I think usability is hard to judge because there isn't yet good tool
support to experiment with. But I believe that it can grow on the
user. A lock simply means "we've moved into a modal subterm". The
position of the lock in the context is important in order to keep
track of which variables were introduced before/after moving into
that modal subterm. When using a variable, you just need to make
sure that the variable's modal annotation is ≤ the composition of
the locks, i.e. the modality of the position where we currently are
and where we want to use the variable.
This is a reasonable point.
I
do think, however, that tool support is not necessary to evaluate
usability. A really usable theory should also be usable informally, as
in the HoTT Book and my BFP paper. This is what I have trouble with for locking modal type theories;
but it's certainly possible that I could train myself to do it. It certainly takes some mental training to use split-context modal type theories informally too.
A more serious and mathematical issue is that MTT requires all modalities to be right adjoints, semantically, because you have to have some operation to interpret the locking functors on contexts. (And FitchTT even requires those left adjoints to themselves be (parametric) right adjoints.) This seems a serious restriction on the kinds of situations we can model.
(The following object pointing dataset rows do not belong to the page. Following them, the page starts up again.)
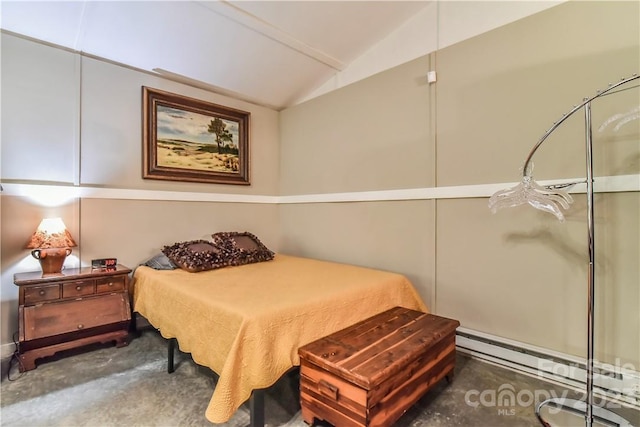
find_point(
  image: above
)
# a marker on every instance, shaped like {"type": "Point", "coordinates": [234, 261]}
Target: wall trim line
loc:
{"type": "Point", "coordinates": [605, 184]}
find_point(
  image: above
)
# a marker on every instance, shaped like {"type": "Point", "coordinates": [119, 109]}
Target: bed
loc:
{"type": "Point", "coordinates": [246, 322]}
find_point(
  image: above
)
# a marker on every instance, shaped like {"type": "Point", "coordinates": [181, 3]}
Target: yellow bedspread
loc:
{"type": "Point", "coordinates": [246, 323]}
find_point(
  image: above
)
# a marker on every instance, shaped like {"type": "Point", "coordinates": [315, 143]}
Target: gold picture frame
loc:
{"type": "Point", "coordinates": [190, 140]}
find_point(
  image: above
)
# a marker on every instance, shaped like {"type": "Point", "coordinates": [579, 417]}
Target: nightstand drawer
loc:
{"type": "Point", "coordinates": [69, 316]}
{"type": "Point", "coordinates": [110, 284]}
{"type": "Point", "coordinates": [38, 294]}
{"type": "Point", "coordinates": [78, 288]}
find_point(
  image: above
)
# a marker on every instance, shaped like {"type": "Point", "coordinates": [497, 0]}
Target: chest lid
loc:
{"type": "Point", "coordinates": [374, 349]}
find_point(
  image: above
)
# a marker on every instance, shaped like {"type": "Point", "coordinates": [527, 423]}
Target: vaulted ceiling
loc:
{"type": "Point", "coordinates": [269, 52]}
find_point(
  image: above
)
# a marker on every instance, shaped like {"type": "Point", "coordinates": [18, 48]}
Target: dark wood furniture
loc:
{"type": "Point", "coordinates": [74, 308]}
{"type": "Point", "coordinates": [370, 373]}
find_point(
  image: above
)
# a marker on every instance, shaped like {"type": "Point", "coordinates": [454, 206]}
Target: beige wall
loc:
{"type": "Point", "coordinates": [519, 274]}
{"type": "Point", "coordinates": [75, 122]}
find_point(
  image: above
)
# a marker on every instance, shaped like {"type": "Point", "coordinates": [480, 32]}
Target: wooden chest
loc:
{"type": "Point", "coordinates": [370, 373]}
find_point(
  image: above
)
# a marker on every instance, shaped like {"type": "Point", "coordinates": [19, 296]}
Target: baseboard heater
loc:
{"type": "Point", "coordinates": [617, 383]}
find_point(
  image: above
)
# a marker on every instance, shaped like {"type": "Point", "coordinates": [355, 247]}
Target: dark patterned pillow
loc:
{"type": "Point", "coordinates": [195, 255]}
{"type": "Point", "coordinates": [239, 248]}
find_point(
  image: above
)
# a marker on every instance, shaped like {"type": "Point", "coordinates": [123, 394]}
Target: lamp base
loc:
{"type": "Point", "coordinates": [51, 259]}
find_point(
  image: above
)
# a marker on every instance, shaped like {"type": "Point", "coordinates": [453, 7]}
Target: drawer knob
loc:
{"type": "Point", "coordinates": [328, 389]}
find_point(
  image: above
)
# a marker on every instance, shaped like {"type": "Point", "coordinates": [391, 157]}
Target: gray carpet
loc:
{"type": "Point", "coordinates": [130, 386]}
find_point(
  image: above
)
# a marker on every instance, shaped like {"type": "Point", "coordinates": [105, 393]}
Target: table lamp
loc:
{"type": "Point", "coordinates": [51, 244]}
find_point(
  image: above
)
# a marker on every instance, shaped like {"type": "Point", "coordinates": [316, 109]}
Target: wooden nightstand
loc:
{"type": "Point", "coordinates": [77, 307]}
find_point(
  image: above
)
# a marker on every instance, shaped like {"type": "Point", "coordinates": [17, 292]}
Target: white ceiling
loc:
{"type": "Point", "coordinates": [269, 52]}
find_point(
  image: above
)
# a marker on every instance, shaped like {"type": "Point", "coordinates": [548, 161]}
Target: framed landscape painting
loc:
{"type": "Point", "coordinates": [186, 139]}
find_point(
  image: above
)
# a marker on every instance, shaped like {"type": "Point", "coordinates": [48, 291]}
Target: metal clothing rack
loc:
{"type": "Point", "coordinates": [551, 199]}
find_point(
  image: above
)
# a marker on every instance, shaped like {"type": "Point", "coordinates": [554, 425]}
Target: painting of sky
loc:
{"type": "Point", "coordinates": [176, 124]}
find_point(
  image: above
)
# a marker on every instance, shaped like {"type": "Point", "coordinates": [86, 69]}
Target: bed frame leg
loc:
{"type": "Point", "coordinates": [171, 351]}
{"type": "Point", "coordinates": [256, 405]}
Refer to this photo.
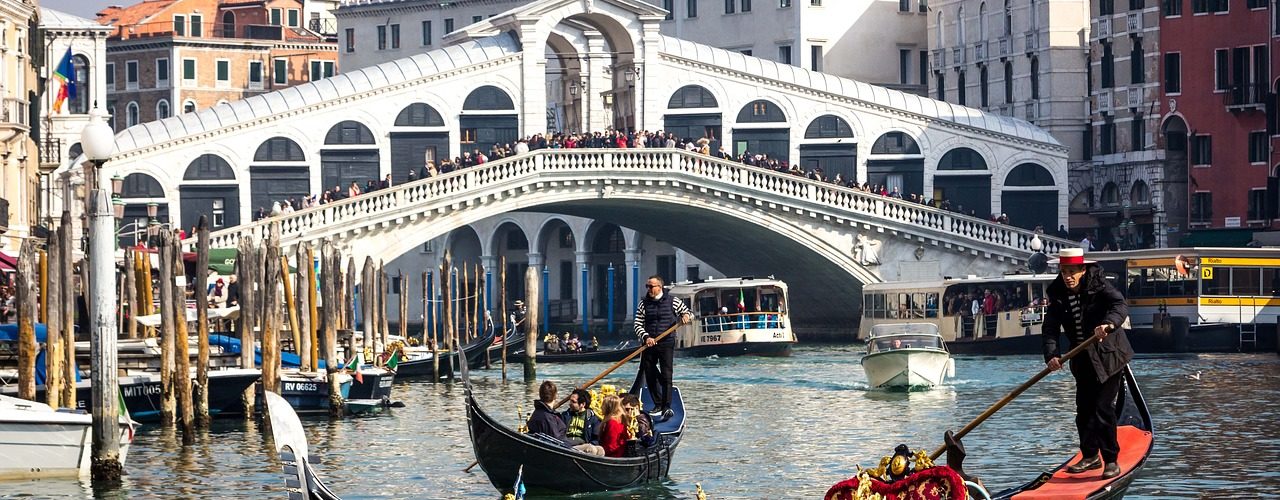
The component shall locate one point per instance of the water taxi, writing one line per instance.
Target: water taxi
(735, 316)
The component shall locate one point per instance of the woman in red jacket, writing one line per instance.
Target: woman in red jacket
(613, 435)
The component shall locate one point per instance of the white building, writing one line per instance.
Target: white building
(1016, 58)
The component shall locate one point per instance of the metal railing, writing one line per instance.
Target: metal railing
(531, 170)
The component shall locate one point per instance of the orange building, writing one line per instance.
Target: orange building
(170, 56)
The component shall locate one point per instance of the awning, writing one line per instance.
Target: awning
(1217, 238)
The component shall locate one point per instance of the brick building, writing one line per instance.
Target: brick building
(170, 56)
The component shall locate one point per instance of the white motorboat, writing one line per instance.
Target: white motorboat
(906, 356)
(39, 441)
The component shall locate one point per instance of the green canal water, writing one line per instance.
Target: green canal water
(758, 429)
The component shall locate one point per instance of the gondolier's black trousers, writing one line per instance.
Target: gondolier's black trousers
(657, 362)
(1096, 411)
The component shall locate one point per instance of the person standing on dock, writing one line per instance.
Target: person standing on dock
(656, 313)
(1082, 304)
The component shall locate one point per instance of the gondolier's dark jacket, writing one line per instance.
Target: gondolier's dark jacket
(654, 316)
(1101, 303)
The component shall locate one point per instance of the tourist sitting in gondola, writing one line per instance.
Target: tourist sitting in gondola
(581, 423)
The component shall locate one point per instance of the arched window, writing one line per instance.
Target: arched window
(895, 143)
(279, 148)
(209, 168)
(419, 114)
(348, 133)
(828, 127)
(131, 114)
(1029, 174)
(760, 111)
(961, 159)
(691, 96)
(488, 97)
(78, 105)
(228, 24)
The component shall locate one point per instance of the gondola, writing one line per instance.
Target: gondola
(300, 478)
(556, 468)
(1134, 431)
(600, 356)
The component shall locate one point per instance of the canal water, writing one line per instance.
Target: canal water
(758, 429)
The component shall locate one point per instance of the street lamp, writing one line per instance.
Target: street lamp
(99, 141)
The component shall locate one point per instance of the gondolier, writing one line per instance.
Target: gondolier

One can argue that the process of interpreting a split-context
theory involves building a new category of contexts (some generalized
kind of comma category, perhaps) that *does* interpret such context
operations, and therefore could also interpret MTT. But we don't have a
general theory of this yet.
To be precise, given an arbitrary 2-category M of modes, I would like there to be a corresponding instance of a general modal type theory that can be interpreted in any M-shaped diagram of suitable categories, with all the morphisms of M corresponding to syntactic modalities, and not requiring the existence of any additional adjoints in the semantics. The LSR fibrational framework achieves this for simple type theories, but I don't think there is any published framework that achieves it for dependent type theories.
Best,
Mike